2. No Transfer of Units . You
may not sell, transfer, assign, pledge or otherwise encumber or
dispose of the Units granted hereunder.
3. Conversion to Common Stock
. As of the Conversion Date, the Units shall be converted to Common
Stock, unless the Units have been forfeited or previously converted
prior to that date in accordance with the terms of this Agreement
or the Units are then subject to a Deferral Election or Re-Deferral
Election. Notwithstanding anything in this Agreement to
the
contrary, upon your forfeiture, for any reason,
of all rights to the Units granted hereunder, such Units shall, for
all purposes of the Plan and this Agreement, be deemed terminated
and without further force or effect as of the date of such
forfeiture.
4. Deferral Elections and
Re-Deferral Elections .
(a) Deferral Elections . You
are eligible to make a Deferral Election to defer the issuance to
you of the shares of Common Stock otherwise issuable to you as of
the Conversion Date, subject to the limitation on Deferral
Elections set forth in Paragraph 5(d). To make a Deferral Election,
you must complete an election form approved by the Committee that
conforms to the terms of the attached ANNEX A and return or
otherwise submit such form to the Record Keeper as soon as possible
after the date hereof, but in no event later than the date that is
thirty (30) days following the Date of Grant indicated above
or such earlier date as may be required by applicable law and
communicated to you by the Committee.
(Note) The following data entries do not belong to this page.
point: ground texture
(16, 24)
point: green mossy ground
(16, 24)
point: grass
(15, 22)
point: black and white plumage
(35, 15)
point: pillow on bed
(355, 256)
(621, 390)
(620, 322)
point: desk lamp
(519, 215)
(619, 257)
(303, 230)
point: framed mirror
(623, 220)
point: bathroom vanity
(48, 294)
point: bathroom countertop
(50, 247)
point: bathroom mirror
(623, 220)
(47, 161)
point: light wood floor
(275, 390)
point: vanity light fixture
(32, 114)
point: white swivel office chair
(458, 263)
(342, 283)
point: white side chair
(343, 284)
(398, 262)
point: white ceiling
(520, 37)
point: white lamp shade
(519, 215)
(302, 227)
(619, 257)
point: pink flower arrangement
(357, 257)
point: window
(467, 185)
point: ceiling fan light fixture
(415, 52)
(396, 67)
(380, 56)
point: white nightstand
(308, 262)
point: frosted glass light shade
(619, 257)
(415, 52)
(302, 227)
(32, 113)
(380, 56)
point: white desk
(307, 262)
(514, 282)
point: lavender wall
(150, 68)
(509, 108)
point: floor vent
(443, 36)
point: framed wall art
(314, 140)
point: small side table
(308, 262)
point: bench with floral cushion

All Deferral Elections must
comply with the applicable procedures established by the Committee
from time to time. If you make such a Deferral Election (or a
Re-Deferral Election pursuant to Paragraph 4(b)), then, as of the
Conversion Date, the following shall apply: (i) the Units that
would have been earned as of the Conversion Date shall be
cancelled; (ii) in exchange for such cancelled Units, you will
have a future right to receive a number of shares of Common Stock
equal to the number of Units so cancelled, subject to Paragraph
5(d); and (iii) as of the Conversion Date, the Company shall
contribute to the Restricted Stock Trust, subject to Paragraph
5(d), a number of shares of Common Stock equal to the number of
Units cancelled, which shares shall be used to satisfy the
Company’s payment obligations to you under your Deferral
Election and this Agreement, and such shares shall be issued to you
as of the Payment Date(s) specified in your Deferral Election or
Re-Deferral Election, as the case may be, subject to Paragraphs 6,
7, 8 or 12. Notwithstanding anything in this Paragraph 4(a) to the
contrary, if the Committee determines that a Deferral Election is
not made within the timeframe required by this Paragraph 4(a) or,
as of the last date for submitting such election, is not permitted
under this Agreement, such election shall be null and void and the
shares (if any) issuable to you under this Agreement will be issued
as of the Conversion Date.
(b) Re-Deferral Elections .
You may, in accordance with procedures established from time to
time by the Committee, also make a Re-Deferral Election with
respect to the shares of Common Stock earned or eligible to be
earned by you under this Agreement, even if you do not make a
Deferral Election pursuant to Paragraph 4(a), subject to the
limitation on Re-Deferral Elections set forth in Paragraph 5(d).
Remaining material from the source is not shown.